WEKA claims that, through data copy reduction and cloud elasticity, its software can shrink data infrastructure footprints by 4-7x and reduce carbon output – avoiding up to 260 tons of CO2e per PB stored annually and lowering energy costs by 10x.
WARRP is a design blueprint for the development of an inferencing infrastructure framework incorporating retrieval-augmented generation (RAG), whereby large language models (LLMs) can gather new data from external sources. WEKA says “using RAG in the inferencing process can help reduce AI model hallucinations and improve output accuracy, reliability and richness, reducing the need for costly retraining cycles.”
WARRP is based on WEKA’s Data Platform software allied to Nvidia’s NIM microservices and NeMo retriever, AI workload and GPU orchestration capabilities from Run:ai, Kubernetes for data orchestration, and Milvus Vector DB for data ingestion. This has similarities to Pure Storage’s GenAI Pod, which was also announced at SC24. WARRP is hardware, software, and cloud-agnostic.

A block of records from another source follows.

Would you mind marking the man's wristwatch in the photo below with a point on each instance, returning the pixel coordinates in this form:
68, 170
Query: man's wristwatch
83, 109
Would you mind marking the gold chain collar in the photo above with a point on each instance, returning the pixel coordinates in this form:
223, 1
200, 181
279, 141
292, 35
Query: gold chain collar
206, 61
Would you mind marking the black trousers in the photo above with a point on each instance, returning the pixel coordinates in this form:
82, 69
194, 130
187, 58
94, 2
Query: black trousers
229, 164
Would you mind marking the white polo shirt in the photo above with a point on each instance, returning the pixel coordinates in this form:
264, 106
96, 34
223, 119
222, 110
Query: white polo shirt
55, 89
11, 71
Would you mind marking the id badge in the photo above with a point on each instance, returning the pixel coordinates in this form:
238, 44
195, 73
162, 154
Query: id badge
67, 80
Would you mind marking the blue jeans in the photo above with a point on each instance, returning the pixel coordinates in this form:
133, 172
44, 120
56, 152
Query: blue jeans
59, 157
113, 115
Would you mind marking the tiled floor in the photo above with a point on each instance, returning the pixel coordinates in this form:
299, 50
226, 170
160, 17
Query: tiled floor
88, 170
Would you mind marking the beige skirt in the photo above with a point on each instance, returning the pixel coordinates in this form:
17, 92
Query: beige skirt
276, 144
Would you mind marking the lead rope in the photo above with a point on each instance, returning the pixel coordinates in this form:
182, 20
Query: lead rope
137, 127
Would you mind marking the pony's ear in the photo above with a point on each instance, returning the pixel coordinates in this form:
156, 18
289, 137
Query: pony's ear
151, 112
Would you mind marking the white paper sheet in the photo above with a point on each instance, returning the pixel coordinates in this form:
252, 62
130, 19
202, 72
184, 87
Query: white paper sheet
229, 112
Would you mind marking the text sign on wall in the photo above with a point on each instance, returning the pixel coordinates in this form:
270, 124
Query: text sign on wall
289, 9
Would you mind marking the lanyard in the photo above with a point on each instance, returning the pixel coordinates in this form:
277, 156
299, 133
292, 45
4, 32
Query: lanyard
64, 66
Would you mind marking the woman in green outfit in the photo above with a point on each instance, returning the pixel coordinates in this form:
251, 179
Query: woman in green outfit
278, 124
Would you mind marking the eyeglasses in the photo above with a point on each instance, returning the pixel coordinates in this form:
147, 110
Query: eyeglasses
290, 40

Run:ai CTO Ronen Dar said: “The WARRP reference architecture provides an excellent solution for customers building an inference environment, providing an essential blueprint to help them develop quickly, flexibly and securely using industry-leading components from Nvidia, WEKA and Run:ai to maximize GPU utilization across private, public and hybrid cloud environments.”
The first release of the WARRP reference architecture is now available to download here. The WEKA and Supermicro Grace CPU Superchip storage system will be commercially available in early 2025. SC24 attendees can visit WEKA in Booth #1931 for more details and a demo of the system.